In data reduction methods, filtering plays an important role. Filtering explains the process of detecting and correcting errors from raw data. After getting the filtered data, we can use them as input data for succeeding analysis. The filters look like mathematical formulas. There are many filtering methods available for extracting errors and noise-free data from raw data. Some of the filter methods are moving average filtering, Savitzky-Golay filtering, high correlation filtering, Bayesian filtering, and many more. These filters should be adopted in a proper manner based on raw data and the context of the study.

Most of the filters are applied to a sample of raw data. For example, in Bayesian filtering methods, we can use a sample of data, that comes based on the Monte Carlo sequential sampling method.

For data reduction using filtering, the sampling techniques play an important role. The importance of sampling is to extract statistical inferences about the population from sample data. Large data stored in the databases is normally called "population" data. In the data reduction process, we extract a subset of data that best represents the population.

Binned algorithm

Binning is a classification process for extracting a small set of groups or bins from a continuous variable. Binning is widely used in many fields like genomics and credit scoring. More frequently, binning is used at an early stage to select variables from the specified fields. To enhance the predictive power, similar attributes of an independent variable are grouped into the same bin.

Commonly used binning algorithms are:

Equal-width binning: Values are divided into a predefined number of bins of equal width intervals.
Equal-size binning: Attributes are sorted first and then divided into a pre-defined number of equal-size bins.
Optima binning: Data divided into a large number of initial equal-width bins, say 20. These bins are then treated as categories of a nominal variable and grouped to the required number of segments in a tree structure.
Multi-interval discretization binning: This binning process is the minimization of entropy for binary discretizing the range of a continuous variable into multiple intervals and recursively defining the best bins.

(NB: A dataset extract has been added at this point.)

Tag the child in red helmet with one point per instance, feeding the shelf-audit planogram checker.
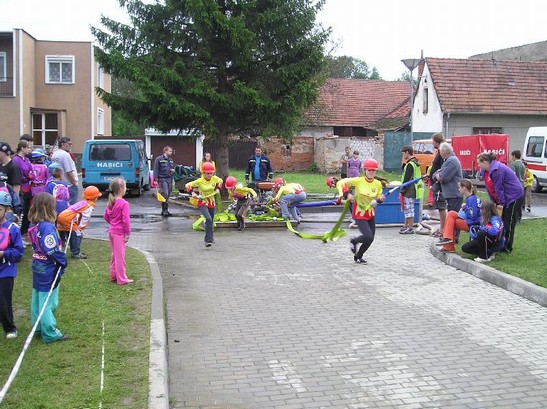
(206, 185)
(75, 219)
(366, 195)
(242, 195)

For selecting proper binning algorithm, we should consider the following strategies:

Missing values are binned separately
Each bin should contain at least 5% of observations
No bins have 0 accounts for good or bad
Weight of Evidence (WOE) is a quantitative method for combining evidence in support of a statistical hypothesis
Binning algorithms are available in Python 3.4 software also, for example, import binningx0dt command

Dimensionality reduction

Dimensionality reduction methods should be applied for taking a fewer sequence of orthogonal latent variables, instead of observed explanatory variables as dependent variables in the predicting process. This means dimensionality reduction is converting very high-dimensionality data into much lower dimensionality data, such that each of the lower dimension data conveys more information.

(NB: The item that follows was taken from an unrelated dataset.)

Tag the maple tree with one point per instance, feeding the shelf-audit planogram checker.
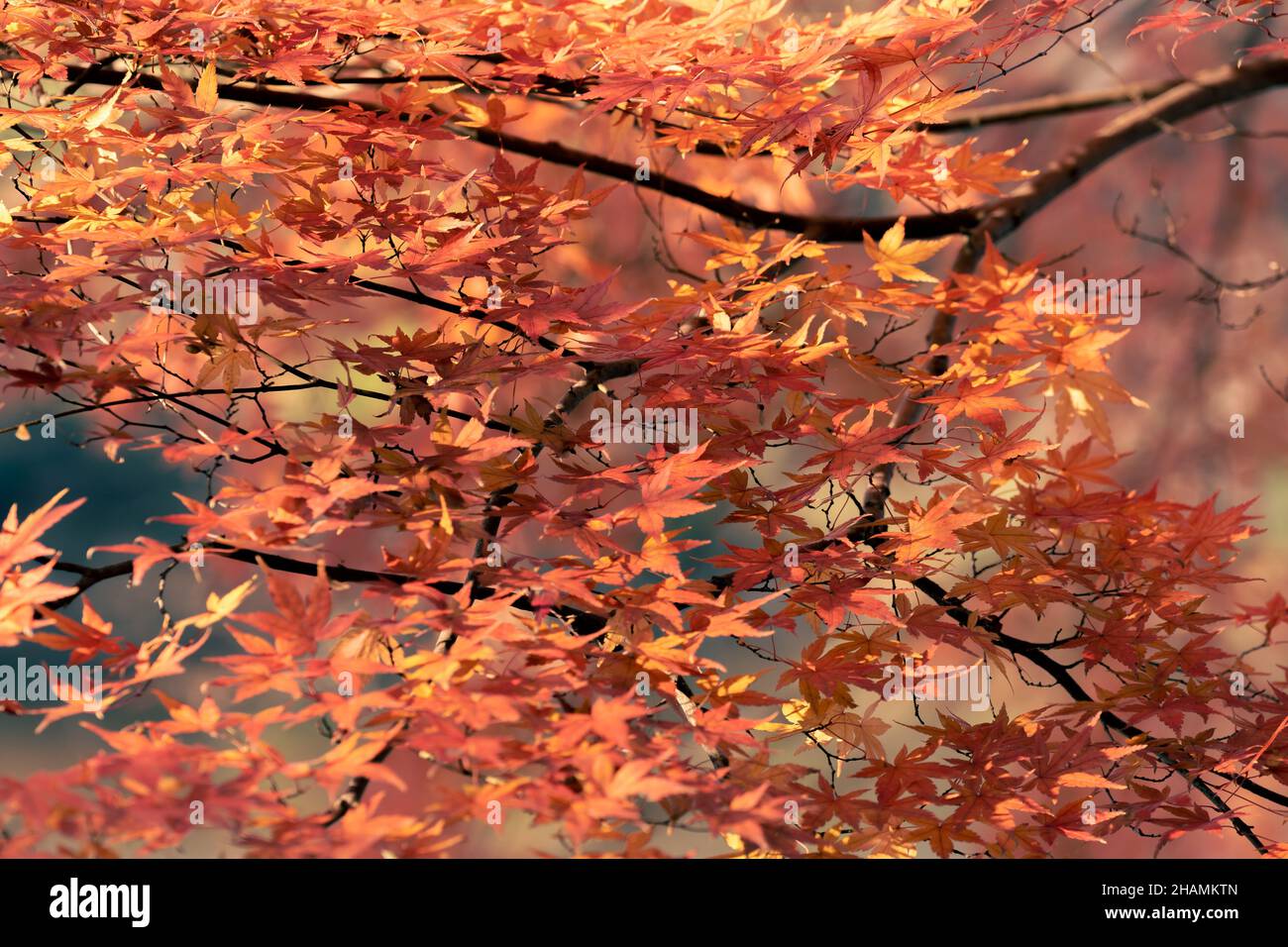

Dimensionality reduction process is a statistical or mathematical technique, in which we can describe most, but not all, of the variance within our data, but retain the relevant information. In statistics, the process of dimension reduction can reduce the number of random variables and can be divided into feature selection and feature extraction. The following diagram represents the process of data reduction:

There are many techniques available to tackle dimensionality reduction. Principle Component Analysis (PCA) and Linear Discriminant Analysis (LDA) are the most widely used techniques. Comparatively, LDA will give better results than PCA for big datasets.

PCA is a multivariate data analysis technique. Using this technique, we can explain the underlying variance-covariance structure of a large set of variables through a few linear combinations of these variables.

The objective of LDA is to perform dimensionality reduction while preserving as much of the class discriminatory information as possible. LDA finds most discriminant projection by maximizing between-class distance and minimizing within-class distance.